Sobre caso idêntico ao dos autos, onde também estava em causa a responsabilidade civil extracontratual das aqui R.R. por danos causados pelas obras de construção do sublanço da auto-estrada Fafe-Basto já este tribunal se pronunciou, no Ac. de 9/12/2014, tirado no Conflito n.º 035/14, concluindo pela atribuição da competência aos tribunais administrativos, com a seguinte fundamentação:
“(…)
No caso em análise trata-se da responsabilidade civil extracontratual da F………….., SA pelos danos causados na construção do sublanço da auto-estrada Fafe-Basto.

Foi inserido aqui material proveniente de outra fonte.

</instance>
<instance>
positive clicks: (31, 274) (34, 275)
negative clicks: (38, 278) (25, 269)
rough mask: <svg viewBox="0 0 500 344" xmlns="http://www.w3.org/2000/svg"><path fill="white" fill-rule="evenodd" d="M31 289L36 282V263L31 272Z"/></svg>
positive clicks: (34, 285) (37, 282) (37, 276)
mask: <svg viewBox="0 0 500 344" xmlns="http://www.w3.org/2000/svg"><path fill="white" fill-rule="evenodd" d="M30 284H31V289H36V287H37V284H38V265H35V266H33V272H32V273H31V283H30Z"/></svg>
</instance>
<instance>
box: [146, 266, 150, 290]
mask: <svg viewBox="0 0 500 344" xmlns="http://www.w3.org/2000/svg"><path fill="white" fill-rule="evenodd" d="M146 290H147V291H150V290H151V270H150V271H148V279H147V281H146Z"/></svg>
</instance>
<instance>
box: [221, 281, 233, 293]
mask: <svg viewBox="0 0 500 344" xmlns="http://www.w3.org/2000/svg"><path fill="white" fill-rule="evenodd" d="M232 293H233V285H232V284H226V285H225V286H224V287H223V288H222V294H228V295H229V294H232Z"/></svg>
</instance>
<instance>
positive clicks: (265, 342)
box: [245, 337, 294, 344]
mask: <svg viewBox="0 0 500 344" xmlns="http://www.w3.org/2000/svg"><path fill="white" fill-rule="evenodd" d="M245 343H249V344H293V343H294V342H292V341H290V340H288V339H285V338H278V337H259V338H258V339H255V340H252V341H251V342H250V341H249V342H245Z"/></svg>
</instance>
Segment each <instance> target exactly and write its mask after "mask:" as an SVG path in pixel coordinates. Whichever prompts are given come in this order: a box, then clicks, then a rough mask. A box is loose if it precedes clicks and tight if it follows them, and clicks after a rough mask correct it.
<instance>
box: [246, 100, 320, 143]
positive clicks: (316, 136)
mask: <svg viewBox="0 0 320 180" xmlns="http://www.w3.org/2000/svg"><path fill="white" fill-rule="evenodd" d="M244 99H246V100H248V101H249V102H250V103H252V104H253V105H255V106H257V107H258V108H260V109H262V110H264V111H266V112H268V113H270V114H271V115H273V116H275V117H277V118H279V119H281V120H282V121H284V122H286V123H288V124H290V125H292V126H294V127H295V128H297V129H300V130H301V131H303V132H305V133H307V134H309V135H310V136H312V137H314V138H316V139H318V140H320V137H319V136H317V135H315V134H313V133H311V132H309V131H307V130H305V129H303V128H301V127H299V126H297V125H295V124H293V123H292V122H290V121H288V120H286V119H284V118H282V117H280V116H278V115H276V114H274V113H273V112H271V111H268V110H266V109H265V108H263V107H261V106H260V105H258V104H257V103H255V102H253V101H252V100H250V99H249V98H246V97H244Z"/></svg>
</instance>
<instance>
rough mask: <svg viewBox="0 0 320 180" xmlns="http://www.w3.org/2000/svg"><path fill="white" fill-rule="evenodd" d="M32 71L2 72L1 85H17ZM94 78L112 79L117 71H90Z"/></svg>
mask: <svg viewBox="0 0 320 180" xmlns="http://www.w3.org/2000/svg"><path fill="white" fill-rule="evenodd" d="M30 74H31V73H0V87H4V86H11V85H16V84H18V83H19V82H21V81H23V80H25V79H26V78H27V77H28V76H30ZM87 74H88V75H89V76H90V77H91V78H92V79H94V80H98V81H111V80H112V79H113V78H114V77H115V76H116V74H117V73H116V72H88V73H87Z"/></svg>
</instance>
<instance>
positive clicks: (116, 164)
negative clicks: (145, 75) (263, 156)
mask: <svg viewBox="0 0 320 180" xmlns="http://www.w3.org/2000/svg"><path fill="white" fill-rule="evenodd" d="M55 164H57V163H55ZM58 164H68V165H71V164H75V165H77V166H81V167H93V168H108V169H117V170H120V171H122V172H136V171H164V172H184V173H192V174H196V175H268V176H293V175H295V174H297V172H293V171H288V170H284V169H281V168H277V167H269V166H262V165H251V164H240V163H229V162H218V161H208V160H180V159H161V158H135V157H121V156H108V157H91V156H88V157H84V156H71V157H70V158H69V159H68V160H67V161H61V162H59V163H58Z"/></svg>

Esta ré é uma sociedade anónima de capitais públicos.
Foi transformada em sociedade anónima de capitais públicos, pelo DL 374/2007, de 7/11, após a ocorrência do facto danoso, já que a data do trânsito em julgado da decisão proferida pelo Tribunal Judicial de Celorico de Basto é de 17/12/2007.
Antes designava-se EP-Estradas de Portugal, EPE e era uma empresa do sector empresarial do Estado.
A F…… tem como objecto a concepção, projecto, construção, financiamento, conservação, exploração, requalificação e alargamento da rede rodoviária nacional, nos termos da concessão que com ela é celebrada pelo Estado (art.º4.º n.º1 do DL 374/2007).
A F…… rege-se pelo regime jurídico do sector empresarial do Estado, consagrado no DL n.º 588/99, de 17/12.
Para o desenvolvimento da sua actividade a F…. detém os poderes, prerrogativas e obrigações conferidos ao Estado pelas disposições legais e regulamentares aplicáveis no que respeita (art.º 10.º n.º2 do DL 374/2007):
a) A processos de expropriação;
b) Ao embargo administrativo e demolição de construções efectuadas em zonas non aedificandi e zonas de protecção estabelecidas por lei;
c) À execução coerciva das demais decisões de autoridade;
g) À regulamentação e fiscalização dos serviços prestados no âmbito da sua actividade e à aplicação das correspondentes sanções, nos termos da lei;
h) À responsabilidade civil extracontratual, no domínio dos actos de gestão pública.
Assim, de acordo com o preceituado pelo art.º 10.º n.º2 al. h) do DL 374/2007, a ré F…… detém as prerrogativas conferidas ao Estado pelas disposições legais e regulamentares aplicáveis no que respeita à responsabilidade civil extracontratual no domínio dos actos de gestão pública.
É inegável que a construção do sublanço da auto-estrada Fafe-Basto constitui um acto de gestão pública da ré F……...
Forçoso se torna concluir que a apreciação da eventual responsabilidade extracontratual da ré F……… cabe à jurisdição administrativa.
Não constitui impedimento à atribuição da competência aos tribunais administrativos o facto de terem sido demandados uma concessionária e um particular, como resulta do n.º7 do art.º 10.º do CPTA”.
É esta orientação jurisprudencial que perfilhamos e que também deve ser adoptada nos presentes autos, intentados na vigência do DL 374/2007, sem necessidade de equacionar a solução face ao DL 91/2015, de 29/05 - que extinguiu a F…………., SA, sucedendo-lhe “ope legis” a “G…………., SA,” - atento que a competência do tribunal se fixa no momento em que a acção é proposta.
3. Pelo exposto, decide-se o presente conflito, atribuindo aos tribunais administrativos a competência em razão da matéria para julgar a acção em causa.
Sem custas.

Lisboa, 15 de Outubro de 2015. – José Francisco Fonseca da Paz (relator) – João Moreira Camilo – Maria Benedita Malaquias Pires Urbano – Ernesto António Garcia Calejo – José Augusto Araújo Veloso – Raúl Eduardo do Vale Raposo Borges.